Monsieur le président, mesdames et messieurs les députés, je vous remercie de me donner l'occasion d'exposer mon travail de chercheure qui se veut une approche pragmatique d'un système de formation. Il ne constitue ni une défense ni un réquisitoire. Je me suis appuyée sur deux recherches universitaires menées notamment avec Yves Dutercq, qui ne sont pas focalisées sur les grands établissements auxquels on réduit souvent le monde des classes préparatoires. Nous avons travaillé auprès d'un ensemble varié de lycées à classes préparatoires, en province notamment.
Nous y avons rencontré une population spécifique de bons élèves, aux bonnes performances scolaires, exprimant des ambitions professionnelles, mais qui n'étaient pas pour autant des héritiers. Notre public était très hétérogène puisque les élèves appartenaient à la fois aux classes populaires, aux classes moyennes et aux classes supérieures.
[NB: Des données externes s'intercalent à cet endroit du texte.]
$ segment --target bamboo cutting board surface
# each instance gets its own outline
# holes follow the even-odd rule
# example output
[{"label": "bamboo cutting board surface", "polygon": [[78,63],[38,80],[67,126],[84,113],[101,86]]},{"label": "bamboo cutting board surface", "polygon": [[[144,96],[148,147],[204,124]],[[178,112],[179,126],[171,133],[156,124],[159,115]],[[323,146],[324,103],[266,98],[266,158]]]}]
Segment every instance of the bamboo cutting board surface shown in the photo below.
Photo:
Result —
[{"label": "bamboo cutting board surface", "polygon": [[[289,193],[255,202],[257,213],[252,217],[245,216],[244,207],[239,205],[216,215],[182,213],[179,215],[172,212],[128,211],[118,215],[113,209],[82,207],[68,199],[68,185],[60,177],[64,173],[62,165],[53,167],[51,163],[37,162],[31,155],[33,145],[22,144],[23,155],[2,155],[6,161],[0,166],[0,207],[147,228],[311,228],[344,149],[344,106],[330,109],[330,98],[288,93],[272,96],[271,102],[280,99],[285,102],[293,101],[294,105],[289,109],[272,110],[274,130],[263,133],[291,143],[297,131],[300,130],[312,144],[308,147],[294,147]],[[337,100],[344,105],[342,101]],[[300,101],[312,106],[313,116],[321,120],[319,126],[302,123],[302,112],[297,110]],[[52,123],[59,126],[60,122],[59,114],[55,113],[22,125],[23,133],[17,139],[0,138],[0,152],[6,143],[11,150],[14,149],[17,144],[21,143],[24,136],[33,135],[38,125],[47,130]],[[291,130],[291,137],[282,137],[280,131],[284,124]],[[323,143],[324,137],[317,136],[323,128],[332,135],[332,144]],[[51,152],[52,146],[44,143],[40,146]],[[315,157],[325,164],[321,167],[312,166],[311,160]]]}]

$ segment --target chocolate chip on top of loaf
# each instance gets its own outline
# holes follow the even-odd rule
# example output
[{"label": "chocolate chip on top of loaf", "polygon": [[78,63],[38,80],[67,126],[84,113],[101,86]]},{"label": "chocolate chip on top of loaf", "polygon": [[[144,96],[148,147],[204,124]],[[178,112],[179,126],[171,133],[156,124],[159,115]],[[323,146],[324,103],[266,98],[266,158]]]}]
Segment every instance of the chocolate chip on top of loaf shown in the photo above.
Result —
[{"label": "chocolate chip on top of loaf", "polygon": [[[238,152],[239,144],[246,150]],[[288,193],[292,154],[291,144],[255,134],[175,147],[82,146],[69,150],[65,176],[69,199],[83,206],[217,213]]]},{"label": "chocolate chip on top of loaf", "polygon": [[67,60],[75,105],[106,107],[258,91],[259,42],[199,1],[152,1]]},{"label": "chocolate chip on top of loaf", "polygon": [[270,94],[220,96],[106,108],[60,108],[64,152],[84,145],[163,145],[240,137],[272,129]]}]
On a longtemps cru que le modèle des classes préparatoires était purement élitiste, conçu pour accompagner la réussite quasi programmée d'élèves bénéficiant de tous les avantages sociaux, familiaux et scolaires. Or les enquêtes montrent que les conditions d'études offertes dans ces filières sont tout aussi propices à la réussite d'élèves moins sélectionnés socialement et scolairement.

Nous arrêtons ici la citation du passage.